After all, it all begins with the idea of an apparent madman. Using a dam to irrigate the desert isn’t fantastical, but the idea of introducing salmon to the resulting waterway, hoping that they will swim upstream in a desert nation is the dream of a lunatic. It falls to a PR rep and a government expert to make it work. They are quite the opposites, so you know that romance will ensue. Dr Alfred Jones is meticulous and understated; compared to his domineering and headstrong wife, he seems more like a chastened schoolboy, the epitome of the emasculated male. Harriet Chetwode-Talbot on the other hand is vivacious and relentlessly positive. She’s in the middle of a whirlwind romance with a soldier when her new boyfriend is suddenly posted to duty. His absence gives her more time to work on the project with Dr Jones, and against all odds, they begin to get close.
That’s helped by the enthusiastic optimism of Sheikh Muhammed, the man with the dream, but as they look further into it, a dream which doesn’t appear as crazy as it did at first glance. He has a view on fishing as an expression of spirituality and faith that is infectious, and sees his plan as a way to give something back to the people. It’s enough to turn sceptics into true believers. Then Harriet’s boyfriend goes MIA in that PR disaster in Afghanistan, while at the same time Alfred’s marriage starts falling apart, and their relationship goes from professional to personal.

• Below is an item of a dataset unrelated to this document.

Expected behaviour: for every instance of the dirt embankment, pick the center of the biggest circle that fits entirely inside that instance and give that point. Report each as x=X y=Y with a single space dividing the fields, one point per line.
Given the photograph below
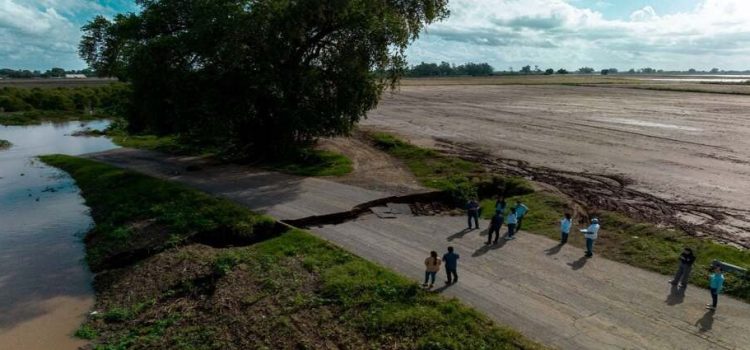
x=677 y=158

It’s all really quite a nice setup for a comedy, although the film chooses to walk a line between comedy and drama which means that it’s not as funny as it could be. It never made me laugh, but it did make me smile, and I did enjoy it up to a point. That’s despite it having quite an interesting contrast between the idea of faith, and the cynicism of governments and PR spin. But there is that misstep. A story set in the Middle East has its stereotypes, and given the year of production, those stereotypes are the low hanging fruit. I can forgive the ‘wise sage’ of the Sheikh, as his wisdom drives the plot, but I won’t forgive the use of the phrase “a thousand apologies” which is clichéd to the point of offensive. But the biggest problem is the terrorism. An Islamic country, and a man doing something that will offend the fundamentalists. Of course there is going to be terrorism, and naturally it’s so out of touch with the tone that the film is aiming for, that the movie left me with a sense of resentment, the thought that it had fallen at the final hurdle.
25 years ago, this film would have had John Cleese and Jamie Lee Curtis as the leads and would have been much funnier. There probably wouldn’t have been any terrorists either, or if there were, they would have been the comedy singing freedom fighters from Water. Salmon Fishing in the Yemen is tonally flawed and not really funny enough, but at least it’s watchable.